The Midwestern duo consider basic programs as excessive that serve as many people’s last line of defense between scraping by and sheer destitution.
Mike Pence and Paul Ryan would voucherize Medicare that keeps elderly Americans healthy. They would obliterate the food benefits that keep families from starving to death.
They would roll back the Medicaid program that gives poor and disabled Americans healthcare access and pays for elderly Americans’ nursing homes. Social Security privatization would likely follow.
Even the United States’ already severely underfunded budgets for infrastructure repair would be cut to the bone. Pence and Ryan would be a disaster for the long-term future health of the United States, its allies and its economic partners.
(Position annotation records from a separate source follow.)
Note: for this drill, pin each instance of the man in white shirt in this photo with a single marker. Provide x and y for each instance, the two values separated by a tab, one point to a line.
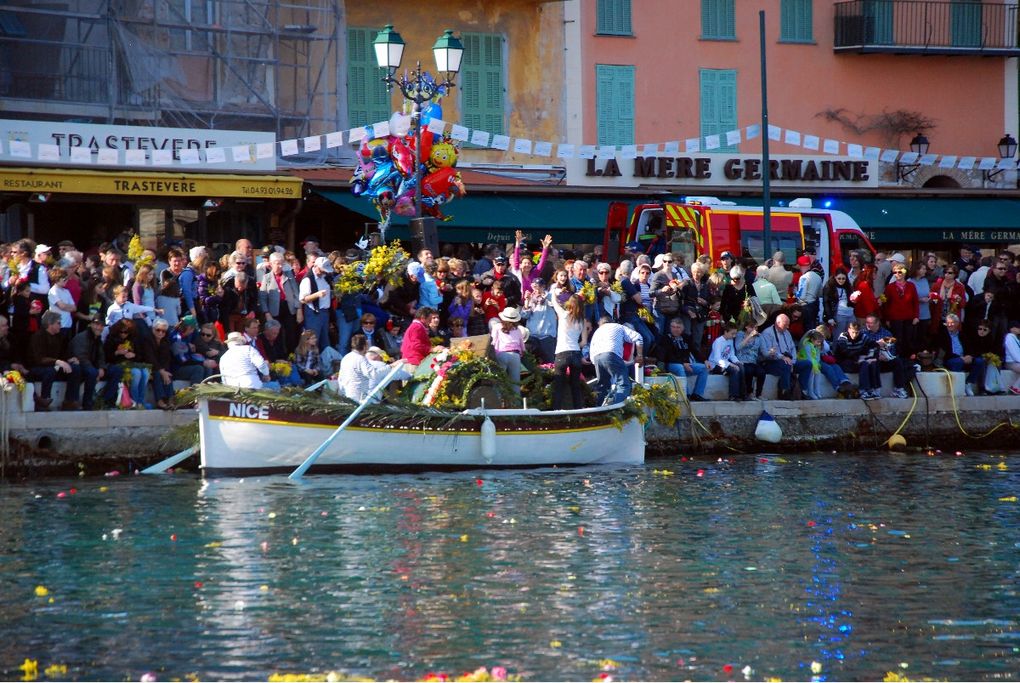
809	286
243	366
314	294
723	361
778	355
606	352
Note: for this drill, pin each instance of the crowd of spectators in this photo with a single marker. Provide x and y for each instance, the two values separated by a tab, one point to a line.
140	324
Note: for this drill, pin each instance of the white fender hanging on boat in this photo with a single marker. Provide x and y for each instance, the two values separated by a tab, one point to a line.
768	429
488	440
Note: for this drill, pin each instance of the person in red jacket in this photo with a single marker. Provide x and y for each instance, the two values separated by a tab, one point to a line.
863	298
902	310
417	343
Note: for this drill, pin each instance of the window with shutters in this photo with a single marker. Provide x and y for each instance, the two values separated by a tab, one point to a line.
614	96
718	20
481	83
795	21
613	17
718	105
367	99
What’s the Matter With Republicans?
Why do working-class conservatives seem to vote so often against their own economic interests?
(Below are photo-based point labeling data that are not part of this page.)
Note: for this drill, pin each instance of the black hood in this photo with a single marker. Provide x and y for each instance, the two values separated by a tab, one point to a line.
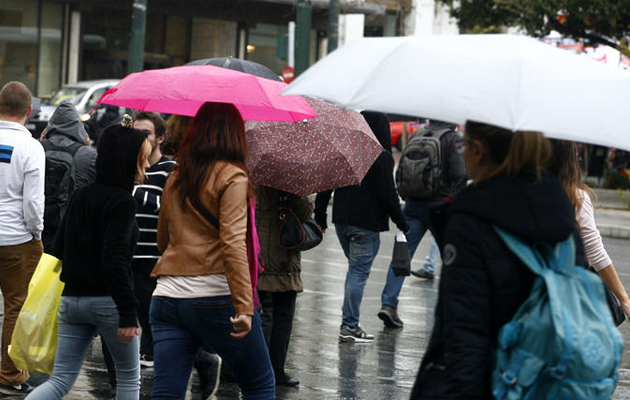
380	126
66	121
118	148
526	207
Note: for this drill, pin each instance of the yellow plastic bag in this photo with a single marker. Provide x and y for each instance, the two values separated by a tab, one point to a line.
34	342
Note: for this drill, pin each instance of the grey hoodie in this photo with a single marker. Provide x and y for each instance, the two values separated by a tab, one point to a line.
65	128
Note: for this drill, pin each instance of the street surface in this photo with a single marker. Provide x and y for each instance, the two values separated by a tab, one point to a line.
385	369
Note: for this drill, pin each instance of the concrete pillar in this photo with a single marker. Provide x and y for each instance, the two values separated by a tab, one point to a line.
74	47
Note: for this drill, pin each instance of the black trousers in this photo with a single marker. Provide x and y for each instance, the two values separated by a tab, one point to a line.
277	311
143	286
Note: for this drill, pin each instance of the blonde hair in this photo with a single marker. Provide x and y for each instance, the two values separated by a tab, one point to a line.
143	156
510	153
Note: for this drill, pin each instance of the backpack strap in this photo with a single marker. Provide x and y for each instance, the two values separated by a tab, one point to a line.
71	149
542	255
204	212
440	132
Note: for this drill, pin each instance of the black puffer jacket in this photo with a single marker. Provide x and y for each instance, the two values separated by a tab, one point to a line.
64	129
482	282
370	204
98	232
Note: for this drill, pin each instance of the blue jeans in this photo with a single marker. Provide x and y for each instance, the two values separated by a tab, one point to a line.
181	326
431	260
79	319
360	247
417	216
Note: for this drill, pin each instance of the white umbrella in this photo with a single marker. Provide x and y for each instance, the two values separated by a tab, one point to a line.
510	81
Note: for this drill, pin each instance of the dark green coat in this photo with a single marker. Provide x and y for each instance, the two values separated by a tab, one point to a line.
282	267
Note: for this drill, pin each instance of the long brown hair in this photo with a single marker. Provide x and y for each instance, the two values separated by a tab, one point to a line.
564	164
511	153
217	133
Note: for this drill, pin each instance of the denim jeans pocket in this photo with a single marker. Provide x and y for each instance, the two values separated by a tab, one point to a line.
360	246
104	310
210	305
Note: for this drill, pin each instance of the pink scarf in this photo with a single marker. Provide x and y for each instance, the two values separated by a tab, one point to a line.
253	248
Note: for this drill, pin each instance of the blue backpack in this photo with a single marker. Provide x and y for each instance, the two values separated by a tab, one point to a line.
561	343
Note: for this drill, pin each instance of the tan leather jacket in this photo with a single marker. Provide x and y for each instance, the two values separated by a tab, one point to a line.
192	246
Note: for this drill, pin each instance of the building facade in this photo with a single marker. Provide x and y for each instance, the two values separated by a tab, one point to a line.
47	43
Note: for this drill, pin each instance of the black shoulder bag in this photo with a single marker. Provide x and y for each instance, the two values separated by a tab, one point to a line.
296	235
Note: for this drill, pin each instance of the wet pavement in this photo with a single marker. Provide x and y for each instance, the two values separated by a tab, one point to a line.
327	369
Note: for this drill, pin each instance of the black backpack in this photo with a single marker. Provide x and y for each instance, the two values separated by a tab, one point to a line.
59	186
419	172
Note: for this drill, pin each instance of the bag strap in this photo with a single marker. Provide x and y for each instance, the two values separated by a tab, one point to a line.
542	255
204	212
71	149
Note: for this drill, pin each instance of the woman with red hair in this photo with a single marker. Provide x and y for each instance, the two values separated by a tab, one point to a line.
204	292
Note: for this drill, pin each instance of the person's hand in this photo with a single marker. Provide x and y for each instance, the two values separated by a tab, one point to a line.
242	325
126	335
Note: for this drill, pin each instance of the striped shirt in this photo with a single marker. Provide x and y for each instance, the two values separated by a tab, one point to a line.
148	197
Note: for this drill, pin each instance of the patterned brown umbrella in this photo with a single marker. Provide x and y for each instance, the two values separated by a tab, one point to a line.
332	150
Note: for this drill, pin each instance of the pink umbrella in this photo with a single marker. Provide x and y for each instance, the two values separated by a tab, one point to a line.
183	90
334	149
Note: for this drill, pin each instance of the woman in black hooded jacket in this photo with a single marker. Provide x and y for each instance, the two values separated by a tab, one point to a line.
96	242
482	282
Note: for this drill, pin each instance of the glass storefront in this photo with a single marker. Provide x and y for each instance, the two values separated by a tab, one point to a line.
18	41
105	43
263	43
49	71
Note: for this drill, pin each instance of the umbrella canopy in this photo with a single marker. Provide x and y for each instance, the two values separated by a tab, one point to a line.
334	149
249	67
183	90
511	81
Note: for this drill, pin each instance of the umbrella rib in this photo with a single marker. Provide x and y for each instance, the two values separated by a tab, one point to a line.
368	80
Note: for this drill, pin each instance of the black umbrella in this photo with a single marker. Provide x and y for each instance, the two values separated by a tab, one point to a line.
249	67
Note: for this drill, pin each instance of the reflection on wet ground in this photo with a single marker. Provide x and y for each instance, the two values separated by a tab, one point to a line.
327	369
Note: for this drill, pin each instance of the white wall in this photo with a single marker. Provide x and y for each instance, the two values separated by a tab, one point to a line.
428	18
350	27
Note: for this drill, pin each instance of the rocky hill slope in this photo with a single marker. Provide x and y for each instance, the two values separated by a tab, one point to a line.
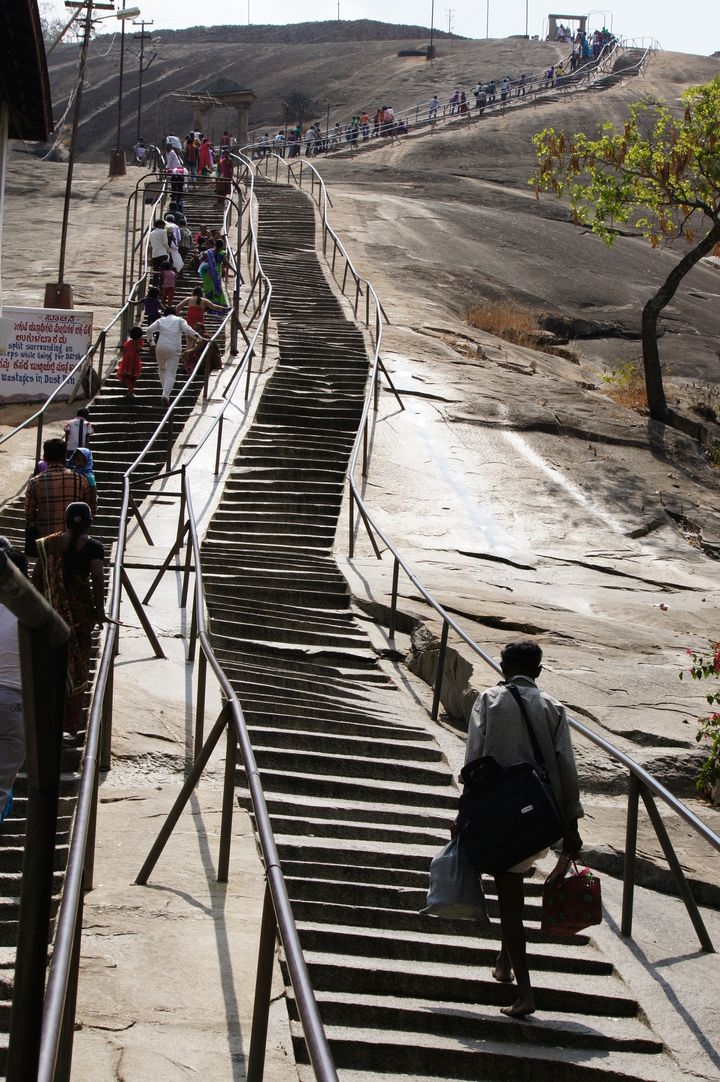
344	66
My stab at an answer would begin in the 18th and 19th centuries. Many Trump supporters live in places that once were on the edge of the American frontier. Life on that frontier was fragile, perilous, lonely and remorseless. If a single slip could produce disaster, then discipline and self-reliance were essential. The basic pattern of life was an underlying condition of peril, warded off by an ethos of self-restraint, temperance, self-control and strictness of conscience.
.. Today these places are no longer frontier towns, but many of them still exist on the same knife’s edge between traditionalist order and extreme dissolution.
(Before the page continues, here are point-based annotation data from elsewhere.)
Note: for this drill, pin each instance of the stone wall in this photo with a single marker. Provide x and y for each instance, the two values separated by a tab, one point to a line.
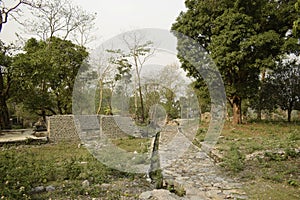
62	127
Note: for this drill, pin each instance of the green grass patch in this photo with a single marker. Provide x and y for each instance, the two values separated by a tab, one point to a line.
131	144
64	166
274	173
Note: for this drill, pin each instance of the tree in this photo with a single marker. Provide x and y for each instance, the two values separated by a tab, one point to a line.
283	87
5	12
242	37
46	72
5	85
296	27
136	54
60	18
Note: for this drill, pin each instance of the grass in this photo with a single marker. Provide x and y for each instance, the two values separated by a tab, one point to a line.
269	174
131	144
64	166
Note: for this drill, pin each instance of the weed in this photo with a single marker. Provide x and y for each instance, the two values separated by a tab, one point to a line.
234	160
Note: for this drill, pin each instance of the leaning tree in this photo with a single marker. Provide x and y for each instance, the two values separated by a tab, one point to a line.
242	37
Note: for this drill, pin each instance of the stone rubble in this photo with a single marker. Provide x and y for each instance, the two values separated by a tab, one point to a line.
186	166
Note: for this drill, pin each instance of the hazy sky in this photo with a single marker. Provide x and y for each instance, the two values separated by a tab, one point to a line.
117	16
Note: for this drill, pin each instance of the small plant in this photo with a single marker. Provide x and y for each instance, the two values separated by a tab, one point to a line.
234	160
293	183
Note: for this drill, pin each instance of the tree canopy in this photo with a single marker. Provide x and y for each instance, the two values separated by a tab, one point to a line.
242	38
46	74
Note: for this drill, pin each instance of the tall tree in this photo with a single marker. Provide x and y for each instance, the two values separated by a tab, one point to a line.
61	18
13	10
284	85
136	53
242	37
48	70
5	85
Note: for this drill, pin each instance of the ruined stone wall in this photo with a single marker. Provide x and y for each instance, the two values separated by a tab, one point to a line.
62	127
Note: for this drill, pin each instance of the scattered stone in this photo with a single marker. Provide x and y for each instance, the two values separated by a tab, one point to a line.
159	195
85	184
105	185
38	189
50	188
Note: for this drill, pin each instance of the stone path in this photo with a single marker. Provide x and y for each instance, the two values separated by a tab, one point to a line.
187	166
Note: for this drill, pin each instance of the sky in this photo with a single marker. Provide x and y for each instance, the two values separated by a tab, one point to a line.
117	16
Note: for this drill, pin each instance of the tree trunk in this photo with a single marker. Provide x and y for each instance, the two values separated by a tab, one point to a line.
142	105
236	110
4	114
258	114
290	109
100	96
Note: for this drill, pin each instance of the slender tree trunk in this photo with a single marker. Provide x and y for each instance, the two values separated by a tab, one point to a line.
263	76
4	114
100	96
236	110
290	109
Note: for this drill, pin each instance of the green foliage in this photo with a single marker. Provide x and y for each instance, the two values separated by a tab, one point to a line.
242	37
234	160
64	166
282	88
46	74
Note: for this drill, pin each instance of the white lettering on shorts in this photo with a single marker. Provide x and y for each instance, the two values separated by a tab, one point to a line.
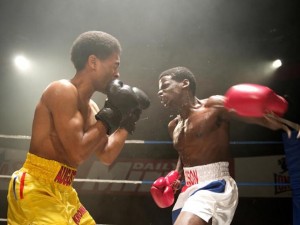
191	177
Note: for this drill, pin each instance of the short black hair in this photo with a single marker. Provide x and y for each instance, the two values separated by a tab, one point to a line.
179	74
96	43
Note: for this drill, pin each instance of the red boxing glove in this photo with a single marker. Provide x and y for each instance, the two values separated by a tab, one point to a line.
254	100
162	190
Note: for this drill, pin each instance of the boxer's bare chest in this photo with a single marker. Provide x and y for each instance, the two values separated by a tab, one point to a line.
195	128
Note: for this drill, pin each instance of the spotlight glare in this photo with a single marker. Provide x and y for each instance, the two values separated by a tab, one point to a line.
276	64
22	63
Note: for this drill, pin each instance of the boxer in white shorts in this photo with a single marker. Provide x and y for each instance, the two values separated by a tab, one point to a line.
200	134
210	193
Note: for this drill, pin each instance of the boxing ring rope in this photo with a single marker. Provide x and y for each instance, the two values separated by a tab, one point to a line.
25	137
149	182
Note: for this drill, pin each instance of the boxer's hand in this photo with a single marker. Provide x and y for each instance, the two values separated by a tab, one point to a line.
253	100
122	107
110	116
130	120
163	189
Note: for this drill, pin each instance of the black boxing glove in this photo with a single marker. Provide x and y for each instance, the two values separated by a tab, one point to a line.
122	96
142	98
123	106
129	122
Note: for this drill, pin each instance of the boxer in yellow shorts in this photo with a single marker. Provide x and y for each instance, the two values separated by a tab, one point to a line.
68	127
41	192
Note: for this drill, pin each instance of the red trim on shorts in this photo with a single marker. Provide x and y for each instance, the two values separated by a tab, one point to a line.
22	185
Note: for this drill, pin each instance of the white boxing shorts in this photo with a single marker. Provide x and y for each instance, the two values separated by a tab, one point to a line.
210	193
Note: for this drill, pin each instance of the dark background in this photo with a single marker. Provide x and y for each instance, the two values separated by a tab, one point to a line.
224	42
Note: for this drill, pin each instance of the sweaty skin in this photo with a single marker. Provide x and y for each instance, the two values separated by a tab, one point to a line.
64	127
200	132
194	136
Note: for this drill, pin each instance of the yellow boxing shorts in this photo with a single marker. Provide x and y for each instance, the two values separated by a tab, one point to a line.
41	192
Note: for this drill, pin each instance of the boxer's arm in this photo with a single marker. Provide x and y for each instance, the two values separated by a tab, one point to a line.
77	141
115	142
259	105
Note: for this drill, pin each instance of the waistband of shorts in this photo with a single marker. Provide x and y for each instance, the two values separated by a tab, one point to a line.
213	171
49	170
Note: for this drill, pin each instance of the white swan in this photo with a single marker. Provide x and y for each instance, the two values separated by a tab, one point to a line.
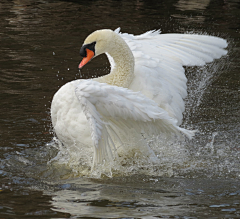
142	96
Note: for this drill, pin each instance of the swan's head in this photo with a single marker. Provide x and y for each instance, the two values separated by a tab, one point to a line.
95	44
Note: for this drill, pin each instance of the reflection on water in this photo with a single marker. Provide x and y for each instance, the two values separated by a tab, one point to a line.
40	42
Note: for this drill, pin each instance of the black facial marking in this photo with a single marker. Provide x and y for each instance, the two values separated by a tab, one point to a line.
90	46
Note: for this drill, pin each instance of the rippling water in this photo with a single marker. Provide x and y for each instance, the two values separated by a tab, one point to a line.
40	42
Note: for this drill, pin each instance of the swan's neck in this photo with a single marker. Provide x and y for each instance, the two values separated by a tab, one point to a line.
122	64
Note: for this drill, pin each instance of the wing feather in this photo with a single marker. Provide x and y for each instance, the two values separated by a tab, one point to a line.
159	61
110	108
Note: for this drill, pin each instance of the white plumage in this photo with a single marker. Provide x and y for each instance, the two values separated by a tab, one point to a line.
141	97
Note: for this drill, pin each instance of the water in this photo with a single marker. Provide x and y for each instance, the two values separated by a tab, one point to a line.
40	42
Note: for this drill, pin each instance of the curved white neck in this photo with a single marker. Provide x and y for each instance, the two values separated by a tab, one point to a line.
122	64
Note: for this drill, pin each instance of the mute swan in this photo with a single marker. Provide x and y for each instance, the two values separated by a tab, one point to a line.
142	96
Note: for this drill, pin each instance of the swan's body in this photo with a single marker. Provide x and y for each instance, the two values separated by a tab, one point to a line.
142	96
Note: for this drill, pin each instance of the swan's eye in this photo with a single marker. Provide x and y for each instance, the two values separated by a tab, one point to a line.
90	46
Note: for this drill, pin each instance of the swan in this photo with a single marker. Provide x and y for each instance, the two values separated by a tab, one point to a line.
142	96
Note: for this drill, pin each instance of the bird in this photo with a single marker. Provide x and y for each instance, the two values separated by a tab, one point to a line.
142	96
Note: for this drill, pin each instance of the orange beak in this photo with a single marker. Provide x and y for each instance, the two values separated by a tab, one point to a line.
87	59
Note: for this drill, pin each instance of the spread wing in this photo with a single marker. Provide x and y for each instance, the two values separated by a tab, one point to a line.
113	111
159	61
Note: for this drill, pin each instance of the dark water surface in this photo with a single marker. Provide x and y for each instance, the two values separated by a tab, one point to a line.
39	44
.. Many people in these places tend to see their communities the way foreign policy realists see the world: as an unvarnished struggle for resources — as a tough world, a no-illusions world, a world where conflict is built into the fabric of reality.
.. The virtues most admired in such places, then and now, are what Shirley Robin Letwin once called the vigorous virtues: “upright, self-sufficient, energetic, adventurous, independent minded, loyal to friends and robust against foes.”
.. The sins that can cause the most trouble are not the social sins — injustice, incivility, etc. They are the personal sins — laziness, self-indulgence, drinking, sleeping around.
.. Moreover, the forces of social disruption are visible on every street: the slackers taking advantage of the disability programs, the people popping out babies, the drug users, the spouse abusers.
.. In their view, government doesn’t reinforce the vigorous virtues. On the contrary, it undermines them — by fostering initiative-sucking dependency, by letting people get away with their mistakes so they can make more of them and by getting in the way of moral formation.
The only way you build up self-reliant virtues, in this view, is through struggle. Yet faraway government experts want to cushion people from the hardships that are the schools of self-reliance. Compassionate government threatens to turn people into snowflakes.
.. a woman from Louisiana complaining about the childproof lids on medicine and the mandatory seatbelt laws. “We let them throw lawn darts, smoked alongside them,” the woman says of her children. “And they survived. Now it’s like your kid needs a helmet, knee pads and elbow pads to go down the kiddy slide.”
.. they perceive government as a corrupt arm used against the little guy. She argues that these voters may vote against their economic interests, but they vote for their emotional interests, for candidates who share their emotions about problems and groups.
.. I’d say they believe that big government support would provide short-term assistance, but that it would be a long-term poison to the values that are at the core of prosperity.